Is Victor Martinez exactly what the Orioles need?

I've debated this question recently with several people, including a couple of members of the Orioles organization.

Those who say yes talk about Martinez's ability to pound left-handed pitching. The switch-hitter batted .400 against southpaws this year with an astonishing 1.173 OPS and is a career .301 hitter against lefties. Hitting lefties has been a huge issue in recent years with the Orioles, and it will continue to be problematic in a division that includes David Price, CC Sabathia and Jon Lester.


They mention his offensive consistency, pointing out that the 31-year-old has hit 20 or more homers in five of the past seven seasons, and batted .300 or better five times during that span. He has also driven in 100 or more runs three times.

And finally, they bring up what a complete pro Martinez is and how much the Orioles' clubhouse needs an intense, no-nonsense personality, a player who isn't afraid to get into other players' faces and hold teammates accountable.


Then, there are those who point to his numbers and conclude that they wouldn't constitute great production coming from a first baseman. Martinez hit .302 for the Boston Red Sox this past season with 20 homers and 79 RBIs. For a catcher, that's great production. For a first baseman, the position he would play if he were to sign with the Orioles, those numbers wouldn't look as impressive -- though the Orioles would probably be thrilled with them when you consider what they have been getting from first base in recent years.

Those against signing him maintain that he has never been an everyday first baseman and his defense would be a question mark. They also question the logic of giving a lucrative four- or five-year deal, which the Orioles surely would have to do to bring the coveted free agent to Baltimore, to a close-to-32-year-old with a ton of wear-and-tear on his body from being behind the plate all these years.

I see both sides, though I've always liked and respected Martinez and you simply cannot debate that he would be a significant upgrade in the lineup, though not the feared cleanup hitter the Orioles so desperately need.

However, the only opinions that matter come from Peter Angelos, Andy MacPhail, Buck Showalter and the rest of the Orioles' decision-makers. By all accounts, they are very high on Martinez and he is one of their top offseason priorities. They have let his agent know just that.

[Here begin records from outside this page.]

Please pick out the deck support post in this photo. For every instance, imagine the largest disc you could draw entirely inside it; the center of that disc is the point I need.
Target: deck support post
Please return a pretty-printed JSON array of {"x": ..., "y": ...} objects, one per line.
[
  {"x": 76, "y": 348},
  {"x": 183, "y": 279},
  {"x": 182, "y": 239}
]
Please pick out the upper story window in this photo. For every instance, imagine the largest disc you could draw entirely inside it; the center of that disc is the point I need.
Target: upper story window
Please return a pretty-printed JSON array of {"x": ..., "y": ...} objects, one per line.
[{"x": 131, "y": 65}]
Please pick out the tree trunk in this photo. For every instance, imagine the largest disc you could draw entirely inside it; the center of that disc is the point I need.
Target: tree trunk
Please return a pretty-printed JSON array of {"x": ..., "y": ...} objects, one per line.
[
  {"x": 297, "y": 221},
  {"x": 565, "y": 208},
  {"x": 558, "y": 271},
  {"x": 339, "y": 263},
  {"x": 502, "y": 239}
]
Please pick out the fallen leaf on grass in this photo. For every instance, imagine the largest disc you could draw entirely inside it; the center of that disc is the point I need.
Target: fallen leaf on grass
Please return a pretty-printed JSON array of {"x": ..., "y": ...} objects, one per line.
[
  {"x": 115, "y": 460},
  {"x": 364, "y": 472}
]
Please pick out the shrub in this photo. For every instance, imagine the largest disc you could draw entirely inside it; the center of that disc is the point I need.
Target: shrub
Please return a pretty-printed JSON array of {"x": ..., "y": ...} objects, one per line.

Still, they remain a sizable underdog to signing him. Martinez reportedly still wants to catch regularly, and he wouldn't do that in Baltimore with Matt Wieters here. The Red Sox, Texas Rangers and Detroit Tigers all want Martinez, and he would probably catch for all three. It stands to reason that the Orioles would have to go above and beyond and blow everybody else's offers out of the water to land Martinez, and their track record doing that is not very good.